Au petit matin, Hugin prend son envol, il monte haut dans les nuées bouillonnantes annonçant la prochaine tempête. En s’élevant, il ne quitte pas des yeux la belle jeune femme endormie entre les bras de son amant sur la couche de mousse de la forêt des Mystères. Tous les deux sont dévêtus, seul un grand châle aux couleurs chatoyantes cache leur nudité aux yeux du voyeur volant.
Il doit parcourir les neuf mondes, voir, entendre tout ce qui se passe là et là-bas ; il doit ressentir les soubresauts des uns et des autres puis revenir informer, dès le lendemain, son Dieu Odin.
A l’heure bleue matinale, seul le vent dans les ramures fait entendre sa voix, tous sont encore assoupis, mais bientôt l’Orient s’allumera et la vie renaîtra avec tous ces tracas et fracas.
Profitant de ce calme avant le déchaînement des humeurs et des armes Hugin dessine des arabesques et des spirales dans les cieux. Il est anxieux pour l’avenir.
Il s’échappe de ce monde incertain et cherche refuge dans le labyrinthe de la pensée méditant sur lui et ses devoirs.
Hugin le messager d’Odin renonce alors à ces jeux de haute voltige et se laisse tomber sur la
Forêt du Landwidi. Il y trouve une charmante cascade qui murmure entre les pierres érodées et les mousses détrempées. Il s’y désaltère et se met à réfléchir.
Qui suis-je ?
Je suis l’animal prophétique par excellence. En Chine, également perçu comme l’oiseau solaire, je symbolise la gratitude et l’amour familial. Au Japon je suis le messager divin. En Grèce je suis associé à Apollon. Dans la Genèse de la Bible, c’est moi que Noé me charge d’aller voir si la terre émerge des eaux après 40 jours de déluge, mais malheureusement ce sera la colombe qui rapportera la bonne nouvelle. D’animal prophétique dans les légendes celtiques je suis devenu animal sacré chez les Gaulois. Dans les peuples nordiques, moi Hugin je symbolise l’esprit et Munin mon frère la mémoire. Nous sommes les fidèles alliés d’Odin, ses oreilles et ses yeux. En Amérique Centrale, chez les Mayas je suis le messager du Dieu de la foudre et du tonnerre.
Que dois-je faire ?
Je dois parcourir les neuf mondes, c’est un fait et je dois en rapporter les moindres frémissements au Grand Odin. Père de tous les Dieux, des hommes et des morts, Maître des runes. Odin Dieu de la guerre, plus exactement je dirai de la victoire. Grâce à mes confidences, sans oublier celles de Munin il prendra la décision la plus sage pour sauver ce monde fait de chaos.
Alors il me faut oublier ma lassitude et reprendre ma quête.
Hugin secoue sa tête et gonfle ses plumes d’un noir brillant aux reflets irisés bleutés.
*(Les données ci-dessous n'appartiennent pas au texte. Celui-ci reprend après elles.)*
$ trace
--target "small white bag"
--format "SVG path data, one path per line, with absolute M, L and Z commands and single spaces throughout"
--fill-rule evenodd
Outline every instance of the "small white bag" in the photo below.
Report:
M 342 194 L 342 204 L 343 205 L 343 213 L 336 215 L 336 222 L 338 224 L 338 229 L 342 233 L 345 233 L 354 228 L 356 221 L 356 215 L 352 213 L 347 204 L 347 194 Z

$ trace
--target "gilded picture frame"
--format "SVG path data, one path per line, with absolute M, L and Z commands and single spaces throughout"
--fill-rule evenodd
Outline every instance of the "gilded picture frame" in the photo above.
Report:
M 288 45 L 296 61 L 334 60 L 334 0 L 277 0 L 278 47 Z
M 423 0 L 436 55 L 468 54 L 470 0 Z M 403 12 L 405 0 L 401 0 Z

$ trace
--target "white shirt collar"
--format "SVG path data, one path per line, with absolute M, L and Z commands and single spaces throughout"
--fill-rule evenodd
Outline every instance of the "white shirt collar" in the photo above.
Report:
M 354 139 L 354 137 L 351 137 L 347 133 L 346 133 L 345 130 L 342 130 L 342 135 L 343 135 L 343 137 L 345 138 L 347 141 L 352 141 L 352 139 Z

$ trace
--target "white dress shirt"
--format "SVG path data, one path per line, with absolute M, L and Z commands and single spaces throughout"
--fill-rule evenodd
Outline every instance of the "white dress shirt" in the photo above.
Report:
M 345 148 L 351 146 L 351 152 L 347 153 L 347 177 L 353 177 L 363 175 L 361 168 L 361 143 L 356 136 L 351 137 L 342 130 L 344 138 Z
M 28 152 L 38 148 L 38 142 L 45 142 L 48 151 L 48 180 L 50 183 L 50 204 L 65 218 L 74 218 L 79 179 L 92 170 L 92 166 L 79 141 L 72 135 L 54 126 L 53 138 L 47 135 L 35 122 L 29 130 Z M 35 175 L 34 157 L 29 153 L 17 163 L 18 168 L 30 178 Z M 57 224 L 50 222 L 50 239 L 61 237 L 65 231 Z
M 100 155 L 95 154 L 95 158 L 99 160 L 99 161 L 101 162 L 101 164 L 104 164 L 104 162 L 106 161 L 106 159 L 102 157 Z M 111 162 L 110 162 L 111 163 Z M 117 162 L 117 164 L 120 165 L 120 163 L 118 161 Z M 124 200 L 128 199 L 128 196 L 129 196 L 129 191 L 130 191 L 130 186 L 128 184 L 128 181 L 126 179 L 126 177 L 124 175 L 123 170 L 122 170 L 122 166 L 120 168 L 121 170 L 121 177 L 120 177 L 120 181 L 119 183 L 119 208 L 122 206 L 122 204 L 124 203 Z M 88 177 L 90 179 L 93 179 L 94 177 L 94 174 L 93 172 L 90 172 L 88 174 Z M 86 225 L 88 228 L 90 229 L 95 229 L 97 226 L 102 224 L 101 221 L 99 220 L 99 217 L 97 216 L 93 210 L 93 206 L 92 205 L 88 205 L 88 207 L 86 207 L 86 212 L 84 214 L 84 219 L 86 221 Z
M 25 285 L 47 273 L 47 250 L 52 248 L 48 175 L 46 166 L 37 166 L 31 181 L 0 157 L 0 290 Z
Il lève son bec en forme de poignard vers les cieux leur demandant de lui accorder force et courage. Il fait quelques pas sur la pierre plate qui borde le cours d’eau et s’envole en croaillant. Ses battements d’ailes longues et étroites sont courts et raides mais puissants, il les entrecoupe de vols planés en poussant des croassements rauques, graves et fréquents comme pour signaler son passage et inquiéter l’humain qui peut y voir sinistre présage.
Soudain Hugin voit au loin un important rassemblement d’hommes dans une plaine emprisonnée entre les flancs abrupts des Monts Urolig. Il survole l’endroit et découvre deux armées prêtes au combat qui se défient en hurlant des chants et frappant leurs boucliers faits de bois et de fer. Tout est fureur. Des milliers d’hommes en arme, s’égosillant, se maudissant et s’injuriant prêts à s’exterminer pour un lopin de terre ; pour un Dieu. Il s’en approche pour comprendre qui est qui ? Pour soupeser la chance ou la malchance de telle ou telle armée. Il devra faire son rapport à Odin en toute connaissance de cause.
Tout à coup une douleur le foudroie, il aperçoit une hampe de flèche figée dans son corps ; il se sent défaillir et chuter vers la terre à vive allure.
Pascale sursaute à la sonnerie de son réveil matin « If I had a heart » le thème musical principal de la série télévisée « Vikings ». Inquiète, elle regarde son avant-bras, ; elle contemple son tatouage. Hugin le corbeau il est toujours là, il la regarde comme s’il voulait lui dire : Je suis là et serais toujours là pour te protéger.